Darüber hinaus geben Arbeitnehmerinnen und Arbeitnehmer an, auch aufgrund von Alter, Familienstand, Herkunft oder dem gesundheitlichen Zustand diskriminiert zu werden (dbb beamtenbund und tarifunion, 2018). Laut Angaben der Bundesagentur für Arbeit aus dem Jahr 2021 sind gerade einmal 13,7 % der Beschäftigten verschiedener Berufsgruppen nichtdeutscher Herkunft (Bundesagentur für Arbeit, 2022). Einen Anstieg gibt es bei dem Frauenanteil in den Vorständen der 100 größten Unternehmen in Deutschland. Ein 5-Jahresvergleich hat ergeben, dass der Wert aus dem Jahr 2021 bei 16,4 % lag und sich damit fast verdoppelt hat (DIW Berlin, 2022). Die Antwort auf die Frage, wie divers deutsche Unternehmen sind, ist aufgrund komplexer qualitativer sowie quantitativer Faktoren nicht einfach zu beantworten. Jedoch ist es möglich, mithilfe verschiedener Umfragen und Studien einige Eindrücke zu gewinnen (StepStone, 2022).

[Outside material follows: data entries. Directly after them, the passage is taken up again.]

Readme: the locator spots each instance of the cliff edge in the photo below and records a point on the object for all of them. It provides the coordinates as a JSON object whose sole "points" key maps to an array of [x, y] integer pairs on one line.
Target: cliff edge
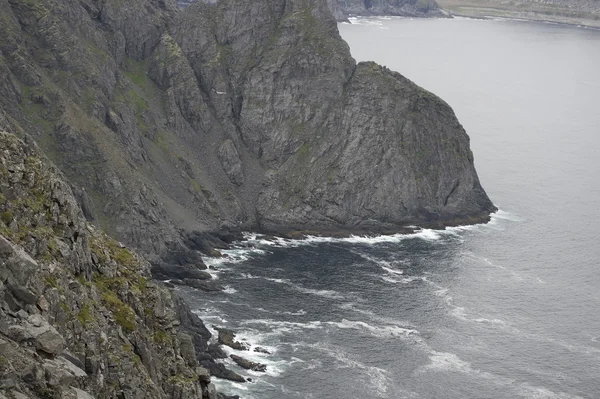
{"points": [[229, 114]]}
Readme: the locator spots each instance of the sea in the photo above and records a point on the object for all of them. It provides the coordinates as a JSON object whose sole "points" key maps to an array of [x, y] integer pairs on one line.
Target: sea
{"points": [[507, 309]]}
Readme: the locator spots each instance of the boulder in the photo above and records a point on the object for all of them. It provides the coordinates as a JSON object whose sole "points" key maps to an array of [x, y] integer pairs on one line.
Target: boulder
{"points": [[226, 337], [216, 351], [247, 364]]}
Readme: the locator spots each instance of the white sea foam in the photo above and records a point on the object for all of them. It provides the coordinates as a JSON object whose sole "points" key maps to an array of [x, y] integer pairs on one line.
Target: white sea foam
{"points": [[324, 293], [376, 378], [377, 331], [448, 362]]}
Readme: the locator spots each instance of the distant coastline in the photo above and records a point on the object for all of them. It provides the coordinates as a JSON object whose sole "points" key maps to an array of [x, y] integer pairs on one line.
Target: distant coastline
{"points": [[576, 12]]}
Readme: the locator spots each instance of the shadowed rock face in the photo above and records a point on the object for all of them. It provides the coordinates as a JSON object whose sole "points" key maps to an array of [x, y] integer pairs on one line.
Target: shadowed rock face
{"points": [[232, 113], [342, 9], [79, 316]]}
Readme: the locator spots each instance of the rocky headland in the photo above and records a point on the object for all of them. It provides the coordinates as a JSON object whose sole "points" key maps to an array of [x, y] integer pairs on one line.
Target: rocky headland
{"points": [[572, 12], [172, 132]]}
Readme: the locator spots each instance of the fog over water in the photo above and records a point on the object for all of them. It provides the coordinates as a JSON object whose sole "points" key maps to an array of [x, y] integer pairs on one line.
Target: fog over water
{"points": [[504, 310]]}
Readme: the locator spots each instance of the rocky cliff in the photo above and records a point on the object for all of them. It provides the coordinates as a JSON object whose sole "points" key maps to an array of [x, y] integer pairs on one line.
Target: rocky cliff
{"points": [[79, 315], [236, 113], [175, 130], [342, 9]]}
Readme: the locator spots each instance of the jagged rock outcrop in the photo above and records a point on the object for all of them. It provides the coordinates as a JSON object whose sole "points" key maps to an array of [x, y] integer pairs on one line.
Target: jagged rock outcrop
{"points": [[342, 9], [228, 115], [79, 315], [406, 8]]}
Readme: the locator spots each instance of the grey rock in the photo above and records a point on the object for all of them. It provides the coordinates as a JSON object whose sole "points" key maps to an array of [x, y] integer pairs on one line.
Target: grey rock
{"points": [[227, 337], [204, 285], [231, 162], [4, 345], [261, 350], [187, 350], [216, 351], [203, 374], [81, 394], [220, 371], [247, 364], [50, 341], [406, 8], [211, 391]]}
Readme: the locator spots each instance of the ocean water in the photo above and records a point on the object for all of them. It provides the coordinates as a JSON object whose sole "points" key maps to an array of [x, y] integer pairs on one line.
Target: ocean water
{"points": [[510, 309]]}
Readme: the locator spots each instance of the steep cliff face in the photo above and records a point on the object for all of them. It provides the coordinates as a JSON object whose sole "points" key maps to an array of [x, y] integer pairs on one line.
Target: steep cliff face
{"points": [[575, 12], [79, 315], [230, 113]]}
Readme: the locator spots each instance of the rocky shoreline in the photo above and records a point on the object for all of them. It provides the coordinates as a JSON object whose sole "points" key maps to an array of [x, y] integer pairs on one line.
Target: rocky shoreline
{"points": [[580, 13]]}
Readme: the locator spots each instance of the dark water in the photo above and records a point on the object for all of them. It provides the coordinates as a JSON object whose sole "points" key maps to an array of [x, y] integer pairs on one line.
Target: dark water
{"points": [[506, 310]]}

Bildungsabschlüsse in 2018 von 30-35-Jährigen
Quelle: Eigene Darstellung in Anlehnung an Statistisches Bundesamt, 2020
Zielerreichung durch Diversity Management
Viel einfacher, aber auch umfänglicher, ist die Antwort auf die Frage, welche Vorteile ein bewusster Umgang mit Vielfältigkeit bringt und warum sich Unternehmen aus der Komfortzone wagen sollten. Einer PwC-Studie aus dem Jahr 2019 zufolge sind Unternehmen mit einer hohen Diversität und einem Diversity Management attraktiver für Arbeitnehmerinnen und Arbeitnehmer. Der Fokus der Studie liegt hier auf der Immobilienbranche und der Diversity-Begriff umfasst verschiedene Vielfaltsdimensionen. Zusätzlich zu den üblichen Schwerpunkten wie Gender, Herkunft, Alter und sexuelle Orientierung spielen der Familienstand, die Ausbildung, das Mindset und auch die Persönlichkeit eine Rolle. Nach der Studie liegt die Zufriedenheit der Beschäftigten bei etwa 72 % in einer diversen Unternehmenskultur, in der Offenheit und Toleranz gelebt und allen Beschäftigten die gleichen Chancen geboten werden. In Unternehmen mit wenig Diversity liegt die Zufriedenheit bei nur 37 %. Wieso sollte man die Zufriedenheit unter den Mitarbeiterinnen und Mitarbeitern nicht unterschätzen? In einer respektvollen und offenen Umgebung können Beschäftigte ihre Potenziale voll entfalten, veraltetes Wissen durch innovative Ideen austauschen und das Unternehmen nach vorne bringen. Ferner erhöhen zufriedene Beschäftigte auch die Kundenzufriedenheit. All diese Punkte greifen ineinander und sind Teil eines etablierten Diversity Managements, welches folglich zu einer höheren Profitabilität und einem höherem Wachstum der Unternehmen beiträgt (Arndt et al., 2019).
Der Druck auf die Unternehmen, eine vielfältige Unternehmenskultur zu etablieren, wächst insbesondere auch, weil jüngere Generationen mehr Wert auf eine gelebte Vielfalt in Unternehmen legen. So sollte das Diversity Management aus der Perspektive des Employer Branding nicht außer Acht gelassen werden, um die Zukunft der Unternehmen infolge des demografischen Wandels zu sichern, aber auch um ein generationsübergreifendes Arbeiten zu ermöglichen (Arndt et al., 2019). Damit ein erfolgreiches Diversity Management erzielt werden kann, ist es wichtig, die Führungsebene zu sensibilisieren, um danach systematisch Ziele für das Unternehmen festzulegen, den Ist-Zustand zu analysieren und einen Plan für die Umsetzung zu erstellen. Denn die Strategie des Diversity Managements steht im unmittelbaren Zusammenhang mit den wirtschaftlichen Zielen der Unternehmen. Es ist noch anzumerken, dass die Diversity-Strategie ein dynamischer Prozess ist, der immer wieder evaluiert und optimiert werden muss.(Charta der Vielfalt, o. J.).
Unabhängig von den strategischen und wirtschaftlichen Zielen, wenn man sein Blickfeld erweitert und mehr als nur Zahlen betrachtet, steht Diversity vor allem für fundamentale Werte wie Anerkennung, Toleranz, Respekt und Fairness, die jedem Menschen zustehen.